Książe, zupełnie opuszczony ustępował ostatni, lecz przeznaczenie jego miało się wkrótce dopełnić. Podczas skoku przez żywopłot, jego koń otrzymał postrzał kulą muszkietową i padł niebawem. Książę, spokojny i milczący, wyciągnął pistolety z olstrów i ruszył, chcąc dotrzeć do drogi prowadzącej do Rudolstadt. W tym momencie został otoczony przez sierżanta i huzara. Gdy ci zbliżali się, książę wystrzelił z pistoletów, lecz bez widocznych efektów. Sierżant zażądał, aby książę poddał się i zaoferował mu parol. Książę odmówił wykrzykując – „Śmierć lub zwycięstwo!”. Sierżant huzarów był na koniu, podczas gdy książę pieszo, więc walka nie mogła skończyć się inaczej, jak zwycięstwem huzarów. Ostatecznie, książę otrzymał serię ciosów szablą i padł po uderzeniu w szyję i głowę. Huzar natychmiast zeskoczył z konia i obszukał martwe już ciało Ludwika Fedynanda; następnie we dwóch rozebrali księcia i unieśli jego mundur jako trofeum.
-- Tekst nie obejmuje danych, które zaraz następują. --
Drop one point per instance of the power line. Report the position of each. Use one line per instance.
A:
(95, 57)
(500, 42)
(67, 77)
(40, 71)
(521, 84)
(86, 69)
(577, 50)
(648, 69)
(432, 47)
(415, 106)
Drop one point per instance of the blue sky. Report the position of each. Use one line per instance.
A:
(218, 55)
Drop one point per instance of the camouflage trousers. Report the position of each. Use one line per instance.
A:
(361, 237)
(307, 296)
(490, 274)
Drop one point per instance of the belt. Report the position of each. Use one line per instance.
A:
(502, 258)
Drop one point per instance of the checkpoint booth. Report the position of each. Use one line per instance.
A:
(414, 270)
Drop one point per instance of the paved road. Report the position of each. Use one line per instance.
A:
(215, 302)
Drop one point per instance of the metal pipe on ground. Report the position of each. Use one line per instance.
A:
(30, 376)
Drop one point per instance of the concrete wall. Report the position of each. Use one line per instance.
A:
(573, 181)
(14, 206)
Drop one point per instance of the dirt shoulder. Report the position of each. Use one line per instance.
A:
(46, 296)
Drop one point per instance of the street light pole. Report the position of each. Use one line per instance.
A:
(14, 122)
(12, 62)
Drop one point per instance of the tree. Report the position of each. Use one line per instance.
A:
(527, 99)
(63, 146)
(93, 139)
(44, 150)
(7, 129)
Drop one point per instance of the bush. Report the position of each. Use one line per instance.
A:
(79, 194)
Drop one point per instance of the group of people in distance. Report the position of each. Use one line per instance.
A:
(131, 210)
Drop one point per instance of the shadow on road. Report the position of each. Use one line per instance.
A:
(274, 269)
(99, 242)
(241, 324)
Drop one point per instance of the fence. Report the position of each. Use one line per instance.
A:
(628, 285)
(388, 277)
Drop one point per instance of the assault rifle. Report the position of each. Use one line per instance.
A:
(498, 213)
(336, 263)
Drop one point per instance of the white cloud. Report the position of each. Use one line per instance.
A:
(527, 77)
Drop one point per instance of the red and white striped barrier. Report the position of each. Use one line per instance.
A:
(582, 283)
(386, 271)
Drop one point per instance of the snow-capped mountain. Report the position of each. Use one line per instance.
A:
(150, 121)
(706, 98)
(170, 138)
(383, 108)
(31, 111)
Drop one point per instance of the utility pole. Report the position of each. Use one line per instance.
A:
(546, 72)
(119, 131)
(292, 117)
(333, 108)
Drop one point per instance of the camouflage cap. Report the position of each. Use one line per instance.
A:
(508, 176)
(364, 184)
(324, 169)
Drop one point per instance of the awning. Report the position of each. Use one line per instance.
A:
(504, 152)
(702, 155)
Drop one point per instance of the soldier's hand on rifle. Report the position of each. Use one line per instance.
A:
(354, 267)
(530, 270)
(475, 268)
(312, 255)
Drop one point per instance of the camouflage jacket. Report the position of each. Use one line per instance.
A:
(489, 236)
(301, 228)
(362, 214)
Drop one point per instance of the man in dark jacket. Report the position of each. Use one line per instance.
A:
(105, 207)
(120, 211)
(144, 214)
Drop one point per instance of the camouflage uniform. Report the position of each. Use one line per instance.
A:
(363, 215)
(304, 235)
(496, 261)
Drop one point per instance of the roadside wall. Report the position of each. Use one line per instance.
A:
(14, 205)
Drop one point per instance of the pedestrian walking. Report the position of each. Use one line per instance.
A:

Okoliczni wieśniacy, którzy byli świadkami tej sceny, okryli nagie ciało księcia i zanieśli je do Saalfeld, gdzie zostało złożone w kościele ze wszelkimi honorami wojskowymi. To jest prawdziwy opis tego smutnego wydarzenia, jako spisany przez wszystkich w Saalfeld. Potwierdzone jest również to, że książę był zupełnie sam. Wszyscy jego adiutanci i ludzie z najbliższego otoczenia opuścili księcia, ratując się ucieczką do Jeny.”

Książę Ludwik Ferdynand, otoczony przez sierżanta Guindey i szeregowego huzara z 10-go pułku huzarów (brygada generała Treillard – kawaleria korpuśna, 5-go Korpusu marszałka Lannes), zginął w miejscu, gdzie obecnie znajduje się stacja kolejowa w Wöhlsdorf. Miejsce to upamiętnione jest pomnikiem. Powyższy opis, przeczy powszechnie przyjętej opinii i ikonografii (patrz obraz Richarda Knötel’a), że książę zginął w walce kawaleryjskiej z Guindey’em. Okazuje się, że jednak był pieszo, otoczony przez dwóch huzarów na koniach, a więc praktycznie bez szans.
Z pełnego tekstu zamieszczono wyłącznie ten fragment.